Tuesday’s demonstration certainly went flawlessly. With a crowd of well over 50 people watching at Nashua airport, a helicopter without anybody inside started, rose some 30 feet in the air, hovered for a bit – “Hovering is the hardest part,” said the commentary over a loudspeaker – then flew back and forth over the airport taxiway for a few minutes before gently landing to rousing cheers from the Rotor workers.

Rotor’s approach is to take two- and four-person helicopters from Robinson, a California firm that dominates the small end of the civilian helicopter market, and alter them. They remove the seats, which also removes the incentive to use an on-board pilot if development got too hard, install lots of sensors and a computer, and replace push rods and the pilot’s control stick with a fly-by-wire system.

As Rotor chief engineer David Walker explained it, the basic difficulty is taking ever-changing inputs from a host of cameras, LIDAR and radar units keeping an eye on the surroundings, combining it with data from air-speed sensors, gyroscopes, GPS systems, accelerometers and other devices, then using it all in real-time to determine how to tweak rotor speed and angles to move where the remote pilot wants to go.

“The pilot input might be ‘Roll to the right, move forward, move forward at this velocity’  … and the job of the flight controllers is to see the pilot’s command and manipulate the actuators to achieve the desired result, using feedback from the sensors,” he said.

Which raises the question: Why not use an electric drone with multiple lift rotors, as many start-ups are doing, rather than a traditional helicopter with a tail rotor that was built to carry people?

“Range and payload,” explained Ben Frank, chief commercial operator for Rotor. Helicopters using aviation fuel can fly farther and carry more stuff than any hovering drone, at least under current battery technology.

“10 gallons is not an interesting payload,” Frank said, referring to the top-end capacity most drones can carry.
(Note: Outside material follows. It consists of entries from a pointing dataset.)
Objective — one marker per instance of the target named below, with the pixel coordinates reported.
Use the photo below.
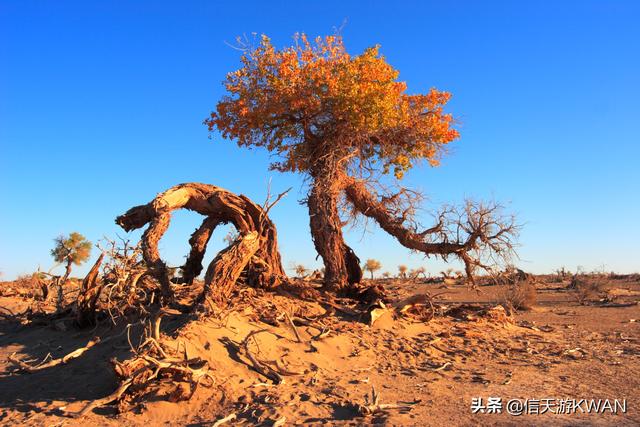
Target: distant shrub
(587, 289)
(519, 296)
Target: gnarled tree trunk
(254, 254)
(342, 266)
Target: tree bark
(88, 296)
(342, 266)
(224, 271)
(67, 272)
(262, 268)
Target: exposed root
(55, 362)
(254, 254)
(372, 404)
(155, 366)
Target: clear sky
(102, 102)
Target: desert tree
(420, 271)
(69, 250)
(349, 126)
(372, 265)
(300, 270)
(402, 271)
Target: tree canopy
(314, 98)
(73, 248)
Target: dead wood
(253, 255)
(88, 296)
(59, 361)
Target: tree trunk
(225, 269)
(67, 272)
(88, 296)
(342, 266)
(261, 268)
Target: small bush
(587, 289)
(519, 296)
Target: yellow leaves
(286, 99)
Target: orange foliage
(314, 99)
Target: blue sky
(101, 107)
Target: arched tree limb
(256, 250)
(475, 234)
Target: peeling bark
(262, 265)
(342, 266)
(88, 296)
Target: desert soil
(431, 369)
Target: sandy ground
(554, 355)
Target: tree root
(55, 362)
(372, 404)
(154, 366)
Rotor’s first model, the R550X, will carry at least 110 gallons and perhaps more, with an estimated 350 nautical mile range.

Helicopters also have the benefit of a century of development, which provides a level of confidence that relatively new drone technology can’t give.

This isn’t the first time that an aeronautical startup from MIT has come over the border. For many years, Nashua Airport was home to Terrafugia, which tried to build and sell a flying car without success. That company was eventually bought by a Chinese firm that shut it down during the pandemic. 

For its part, Rotor has no plans to depart any time soon, said Xu, who added a clincher: He has moved here. “I’m now a New Hampshire resident!”